FLUID-6277: Tests on instrumented code increased memory usage

Metadata

Source
FLUID-6277
Type
Bug
Priority
Major
Status
Closed
Resolution
Won't Do
Assignee
Giovanni Tirloni
Reporter
Giovanni Tirloni
Created
2018-04-28T13:34:59.801-0400
Updated
2024-07-22T10:35:20.105-0400
Versions
N/A
Fixed Versions
N/A
Component
  1. Testing Infrastructure

Description

CI builds are failing intermittently a the "node tests" step due to out of memory errors:

https://buildkite.com/fluid-project/fluid-infusion/builds/207#1fea0683-0a51-4c27-907e-30534e2b4430
https://buildkite.com/fluid-project/fluid-infusion/builds/208#9fbce57d-1493-460c-a449-868b8e625ae4

FATAL ERROR: CALL_AND_RETRY_LAST Allocation failed - JavaScript heap out of memory

Initial investigation shows that memory usage of the node process currently goes up to 1.4GB in CI:

USER       PID %CPU %MEM    VSZ   RSS TTY      STAT START   TIME COMMAND
vagrant  13778 89.3 72.2 2374052 1473868 pts/1 Dl+  12:24   1:15 node node_modules/nyc/bin/nyc.js node tests/node-tests/basic-node-tests.js

Testing on a non-CI machine with a fresh repo clone, the "node tests" shows the memory usage is 600MB. After the "browser tests" are executed (and the code is instrumented), the memory usage increases to 900-1100MB in tests.

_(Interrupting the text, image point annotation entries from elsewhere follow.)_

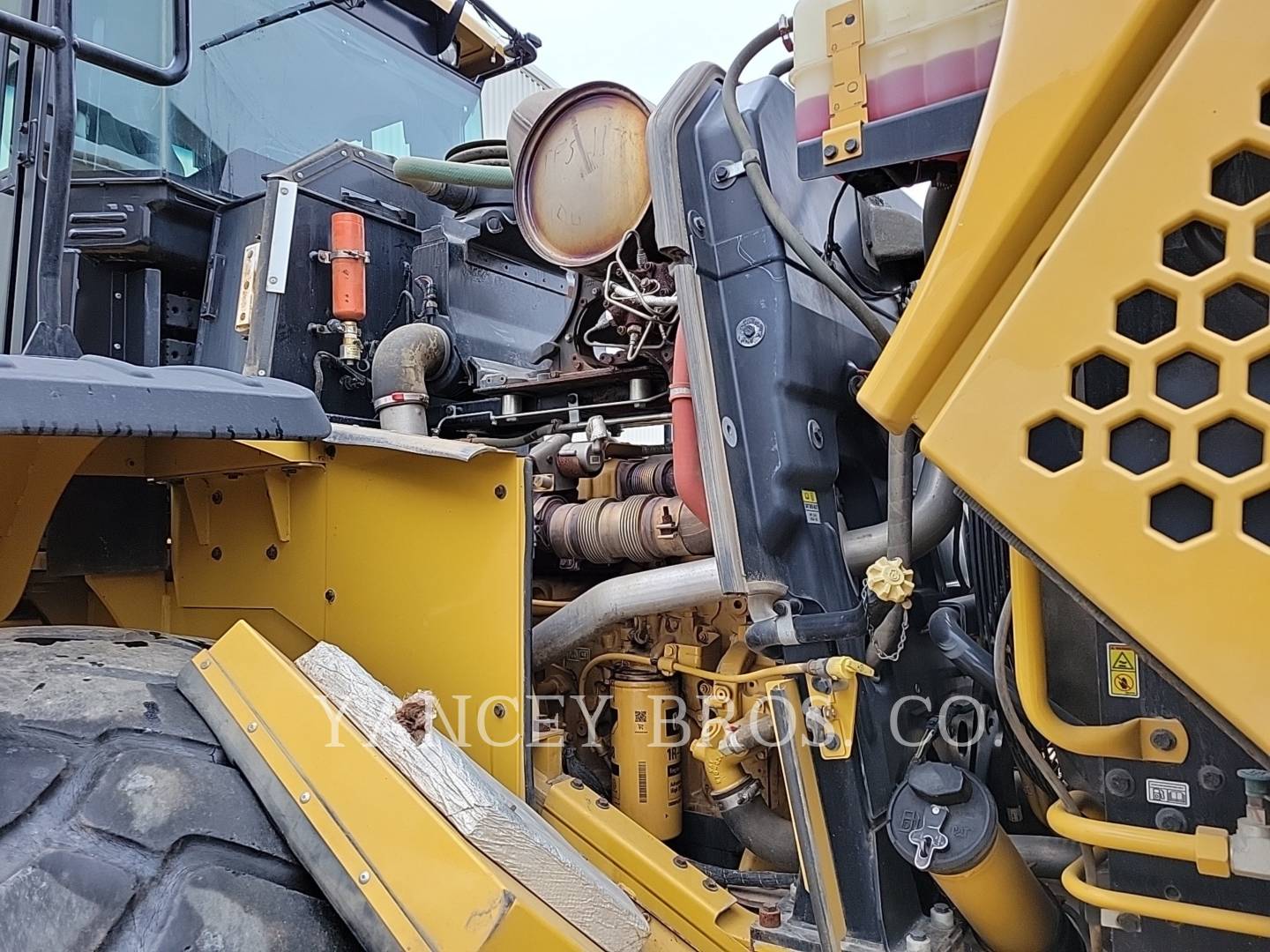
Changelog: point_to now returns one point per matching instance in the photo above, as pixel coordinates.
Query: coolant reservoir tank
(915, 52)
(580, 172)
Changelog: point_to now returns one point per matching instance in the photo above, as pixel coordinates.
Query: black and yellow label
(811, 507)
(1123, 671)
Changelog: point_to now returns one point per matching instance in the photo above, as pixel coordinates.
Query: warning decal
(1122, 671)
(811, 507)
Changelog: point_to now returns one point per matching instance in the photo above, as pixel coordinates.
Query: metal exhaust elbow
(399, 376)
(669, 589)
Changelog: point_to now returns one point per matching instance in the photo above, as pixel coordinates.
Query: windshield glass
(279, 93)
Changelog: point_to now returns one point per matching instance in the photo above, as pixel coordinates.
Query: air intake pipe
(399, 376)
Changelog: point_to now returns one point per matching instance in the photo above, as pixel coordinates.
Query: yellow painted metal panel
(415, 565)
(427, 559)
(1065, 75)
(1195, 600)
(427, 883)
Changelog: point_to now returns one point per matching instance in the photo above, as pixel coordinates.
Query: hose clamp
(739, 796)
(785, 31)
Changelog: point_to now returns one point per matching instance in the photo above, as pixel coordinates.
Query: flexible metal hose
(1024, 739)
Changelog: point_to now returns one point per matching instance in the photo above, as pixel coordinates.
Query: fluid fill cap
(943, 819)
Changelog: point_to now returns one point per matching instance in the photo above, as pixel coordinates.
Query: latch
(848, 106)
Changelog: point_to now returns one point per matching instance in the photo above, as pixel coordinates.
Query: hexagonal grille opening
(1237, 311)
(1186, 380)
(1146, 316)
(1056, 443)
(1256, 517)
(1100, 381)
(1181, 513)
(1231, 447)
(1194, 247)
(1259, 378)
(1139, 446)
(1243, 178)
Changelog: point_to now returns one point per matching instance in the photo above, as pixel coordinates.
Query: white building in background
(502, 94)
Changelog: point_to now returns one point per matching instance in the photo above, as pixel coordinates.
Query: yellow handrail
(1128, 740)
(1169, 911)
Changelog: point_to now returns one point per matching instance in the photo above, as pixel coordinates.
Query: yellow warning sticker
(1122, 671)
(811, 507)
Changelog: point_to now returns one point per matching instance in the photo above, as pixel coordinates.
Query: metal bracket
(277, 485)
(833, 706)
(848, 104)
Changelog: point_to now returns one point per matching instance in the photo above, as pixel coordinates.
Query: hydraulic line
(750, 158)
(430, 175)
(1079, 883)
(888, 639)
(1024, 739)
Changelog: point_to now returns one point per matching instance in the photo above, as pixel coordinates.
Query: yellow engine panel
(1152, 495)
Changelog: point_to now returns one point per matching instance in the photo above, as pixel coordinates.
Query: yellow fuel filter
(648, 746)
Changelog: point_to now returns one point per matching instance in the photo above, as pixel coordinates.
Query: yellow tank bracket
(390, 863)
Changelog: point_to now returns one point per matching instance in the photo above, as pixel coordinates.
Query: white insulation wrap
(503, 828)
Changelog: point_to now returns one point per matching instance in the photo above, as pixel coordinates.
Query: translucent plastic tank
(915, 52)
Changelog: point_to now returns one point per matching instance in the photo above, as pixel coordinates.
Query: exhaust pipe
(669, 589)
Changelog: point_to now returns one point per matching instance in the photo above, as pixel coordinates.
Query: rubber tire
(122, 825)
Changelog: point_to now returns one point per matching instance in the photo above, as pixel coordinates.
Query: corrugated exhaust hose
(669, 589)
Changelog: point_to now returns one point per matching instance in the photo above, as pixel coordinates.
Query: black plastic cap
(969, 816)
(940, 784)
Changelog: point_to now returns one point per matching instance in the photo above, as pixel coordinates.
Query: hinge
(23, 152)
(848, 104)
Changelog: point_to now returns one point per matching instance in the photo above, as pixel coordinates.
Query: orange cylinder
(348, 271)
(689, 482)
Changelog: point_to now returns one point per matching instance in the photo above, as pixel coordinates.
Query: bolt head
(1211, 777)
(1119, 782)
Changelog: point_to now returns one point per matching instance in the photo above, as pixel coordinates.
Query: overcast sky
(641, 43)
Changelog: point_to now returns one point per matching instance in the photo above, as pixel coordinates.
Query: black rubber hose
(57, 182)
(811, 628)
(1047, 856)
(935, 212)
(753, 879)
(764, 833)
(970, 658)
(750, 158)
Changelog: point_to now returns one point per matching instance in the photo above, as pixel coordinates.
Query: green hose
(427, 175)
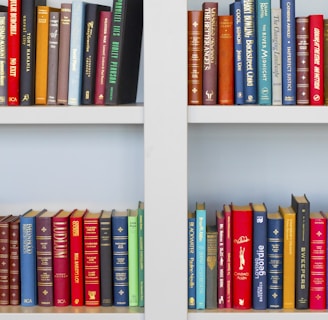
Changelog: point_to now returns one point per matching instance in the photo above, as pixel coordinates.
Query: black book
(124, 52)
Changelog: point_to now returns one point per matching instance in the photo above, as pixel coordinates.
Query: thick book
(211, 267)
(318, 261)
(120, 258)
(242, 248)
(106, 254)
(275, 260)
(302, 61)
(316, 59)
(260, 258)
(264, 63)
(236, 12)
(61, 258)
(225, 60)
(289, 263)
(195, 57)
(210, 52)
(301, 206)
(27, 55)
(288, 51)
(91, 247)
(27, 232)
(77, 257)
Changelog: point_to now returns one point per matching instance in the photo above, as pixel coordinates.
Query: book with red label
(242, 252)
(316, 59)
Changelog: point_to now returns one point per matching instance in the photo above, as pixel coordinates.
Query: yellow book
(289, 216)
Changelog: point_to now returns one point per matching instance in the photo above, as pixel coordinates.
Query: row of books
(76, 258)
(258, 54)
(252, 258)
(79, 53)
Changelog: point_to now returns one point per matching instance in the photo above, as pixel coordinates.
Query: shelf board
(130, 114)
(258, 114)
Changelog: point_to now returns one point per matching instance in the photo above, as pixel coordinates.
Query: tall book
(316, 59)
(200, 255)
(275, 260)
(225, 60)
(318, 261)
(289, 263)
(29, 291)
(77, 257)
(210, 51)
(260, 258)
(61, 258)
(120, 258)
(106, 254)
(301, 206)
(264, 62)
(288, 51)
(242, 248)
(124, 52)
(91, 246)
(302, 61)
(195, 57)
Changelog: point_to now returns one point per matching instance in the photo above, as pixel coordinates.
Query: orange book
(225, 60)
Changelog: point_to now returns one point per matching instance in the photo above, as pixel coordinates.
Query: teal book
(264, 60)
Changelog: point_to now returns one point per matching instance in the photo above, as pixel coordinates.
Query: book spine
(210, 50)
(316, 59)
(195, 57)
(302, 61)
(288, 38)
(264, 61)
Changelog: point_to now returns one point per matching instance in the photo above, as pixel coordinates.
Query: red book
(318, 234)
(242, 235)
(316, 59)
(76, 254)
(61, 258)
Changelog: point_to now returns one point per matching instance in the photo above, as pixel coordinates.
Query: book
(211, 267)
(75, 53)
(302, 61)
(210, 52)
(275, 260)
(200, 255)
(120, 258)
(264, 60)
(301, 206)
(316, 59)
(260, 256)
(61, 258)
(225, 60)
(77, 257)
(318, 261)
(242, 248)
(91, 247)
(106, 271)
(105, 20)
(63, 53)
(288, 51)
(133, 257)
(195, 57)
(289, 263)
(29, 291)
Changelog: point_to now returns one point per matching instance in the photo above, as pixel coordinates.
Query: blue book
(264, 61)
(200, 256)
(76, 53)
(28, 268)
(288, 51)
(259, 256)
(249, 52)
(236, 12)
(275, 260)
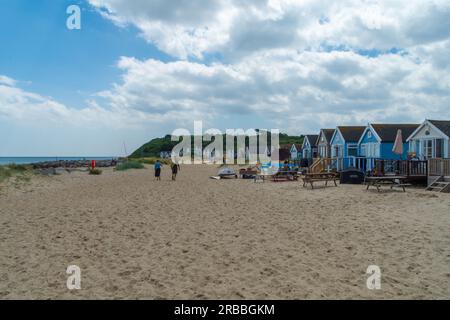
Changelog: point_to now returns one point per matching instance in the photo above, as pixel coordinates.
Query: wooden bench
(401, 185)
(391, 181)
(320, 177)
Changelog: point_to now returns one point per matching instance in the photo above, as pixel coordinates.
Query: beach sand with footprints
(198, 238)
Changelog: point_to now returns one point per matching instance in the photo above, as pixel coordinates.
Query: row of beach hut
(362, 147)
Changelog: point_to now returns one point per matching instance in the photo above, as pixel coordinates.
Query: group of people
(174, 168)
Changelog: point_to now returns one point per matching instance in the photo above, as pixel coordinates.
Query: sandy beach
(198, 238)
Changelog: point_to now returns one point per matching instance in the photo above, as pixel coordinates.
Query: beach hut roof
(444, 126)
(312, 138)
(328, 133)
(351, 133)
(388, 132)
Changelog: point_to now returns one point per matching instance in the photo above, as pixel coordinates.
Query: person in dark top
(158, 166)
(175, 168)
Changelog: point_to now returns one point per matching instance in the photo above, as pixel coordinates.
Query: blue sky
(140, 69)
(58, 62)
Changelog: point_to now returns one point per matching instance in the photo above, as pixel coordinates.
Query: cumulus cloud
(299, 65)
(235, 27)
(287, 87)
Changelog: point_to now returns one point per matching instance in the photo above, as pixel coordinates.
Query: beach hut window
(439, 148)
(352, 151)
(363, 150)
(428, 149)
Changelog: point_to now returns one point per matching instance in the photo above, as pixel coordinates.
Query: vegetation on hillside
(153, 148)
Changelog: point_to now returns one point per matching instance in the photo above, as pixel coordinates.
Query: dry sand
(198, 238)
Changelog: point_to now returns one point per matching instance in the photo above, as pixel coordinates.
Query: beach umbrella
(398, 145)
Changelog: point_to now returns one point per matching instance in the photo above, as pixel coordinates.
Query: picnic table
(392, 181)
(277, 177)
(311, 178)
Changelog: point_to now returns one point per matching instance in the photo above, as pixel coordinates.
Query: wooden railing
(407, 168)
(321, 164)
(439, 167)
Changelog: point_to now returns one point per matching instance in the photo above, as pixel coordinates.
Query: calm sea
(27, 160)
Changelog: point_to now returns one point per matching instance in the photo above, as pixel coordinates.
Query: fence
(439, 167)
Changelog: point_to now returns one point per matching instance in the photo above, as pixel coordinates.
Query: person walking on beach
(158, 166)
(175, 168)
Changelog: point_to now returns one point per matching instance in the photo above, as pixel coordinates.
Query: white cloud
(295, 65)
(287, 88)
(237, 27)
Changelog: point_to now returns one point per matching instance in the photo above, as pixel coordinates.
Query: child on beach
(175, 167)
(158, 166)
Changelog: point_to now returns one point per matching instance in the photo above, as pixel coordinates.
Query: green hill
(155, 146)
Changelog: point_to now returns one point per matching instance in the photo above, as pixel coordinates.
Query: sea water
(28, 160)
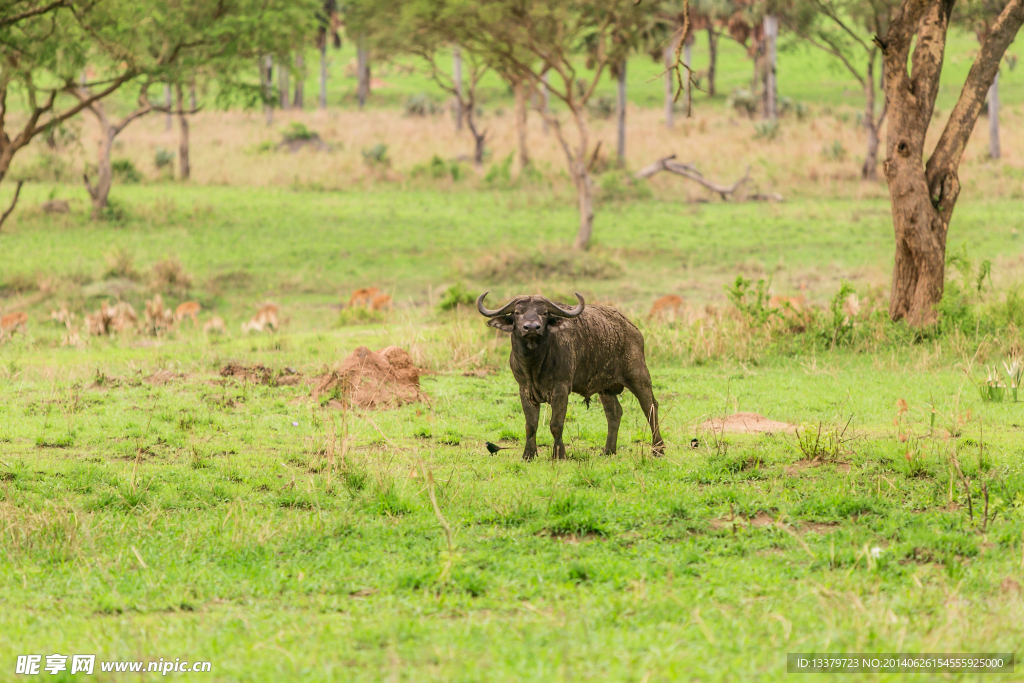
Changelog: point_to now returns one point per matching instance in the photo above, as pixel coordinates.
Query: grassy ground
(152, 508)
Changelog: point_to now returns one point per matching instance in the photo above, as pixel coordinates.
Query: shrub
(125, 171)
(421, 104)
(456, 296)
(376, 157)
(164, 159)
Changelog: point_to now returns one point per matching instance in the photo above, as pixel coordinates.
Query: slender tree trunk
(670, 100)
(363, 70)
(457, 78)
(688, 60)
(585, 187)
(521, 96)
(621, 117)
(713, 59)
(323, 100)
(300, 78)
(869, 170)
(545, 100)
(169, 121)
(283, 86)
(993, 118)
(268, 88)
(771, 95)
(183, 166)
(99, 191)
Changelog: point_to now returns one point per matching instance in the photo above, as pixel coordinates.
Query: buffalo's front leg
(559, 403)
(613, 413)
(532, 413)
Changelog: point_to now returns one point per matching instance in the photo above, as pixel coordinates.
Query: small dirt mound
(748, 423)
(373, 379)
(258, 374)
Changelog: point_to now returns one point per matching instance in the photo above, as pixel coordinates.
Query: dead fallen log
(689, 171)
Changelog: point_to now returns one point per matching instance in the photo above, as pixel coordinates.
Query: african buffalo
(585, 350)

CI re-uses the git repository from previous builds and cleans it using `git -fd`, leaving behind files that in .gitignore (like `reports` and `coverage`). Files in this directory will accumulate (since some of them are named after the firefox/chrome versions available at the time) and after a while, CI builds will start failing again. After a fresh clone in CI, the node process used 435MB.

https://buildkite.com/fluid-project/fluid-infusion/builds/211#a9ecd1c5-2a06-407c-bca1-fce9374a17ea

So, there are a few problems:

  • Instrumented code is making node tests run dangerously close to the VM memory limit
  • Accumulation of files is increasing memory usage of Instambul
  • CI is re-using repository from previous runs (to improve build times) and leading to these issues
  • CI steps (within a single build) could clean the repository but this breaks vagrant. A solution where CI excludes certain directories from `git clean` would work but could be fragile (since now the logic must be duplicated in build scripts and CI definition).

Comments

  • Giovanni Tirloni commented 2018-04-30T09:25:39.946-0400

    @@Tony Atkins [RtF] is it necessary to run the browser tests before the node tests since, it seems, the code is instrumented in the former? IRC dicussions

  • Giovanni Tirloni commented 2018-05-04T09:25:19.800-0400

    While trying to implement per-pipeline configuration regarding how to clean files, I faced issue https://github.com/buildkite/agent/issues/756. For now the issue described in this JIRA remains and the buildkite agent is configured to use `git clean -fqd` which will leave behind the files in the "coverage" folder (which today was at 1.7GB and started triggering out of memory errors).

  • Tony Atkins [RtF] commented 2018-05-07T05:32:33.979-0400

    I responded to @@Giovanni Tirloni on IRC, but just to confirm here for the record, the browser and node instrumentation are completely separate.  We use nyc for the node tests, it hooks Babel into "require" and instruments anything that matches the settings in .nycrc automatically.  The order of the tests should not matter at all.

  • Giovanni Tirloni commented 2018-05-22T11:44:31.265-0400

    @@Tony Atkins [RtF] Thanks! I'm proposing in PR#900 we delete the coverage and reports directories after each CI build.

    This shouldn't impact the work that is still to be completed for FLUID-6265 in making the reports available somewhere.

  • Tony Atkins [RtF] commented 2018-05-23T07:46:50.826-0400

    @@Giovanni Tirloni, I commented on the pull, but I see that you've posted a lot of the details here. If you were simply running `npm test`, then the coverage and reports directories should be cleared out by the `pretest` step. I guess the CI config runs individual commands instead? Anyway, if you just issue `npm run pretest` at the start of each run, that should have the same effect.

  • Giovanni Tirloni commented 2018-06-28T10:58:39.623-0400

    Mothballing this as the PR is almost 2 months old and it may become unnecessary with the adoption of containers instead of Vagrant. If there's enough interest it can be reopened. PR is being closed too.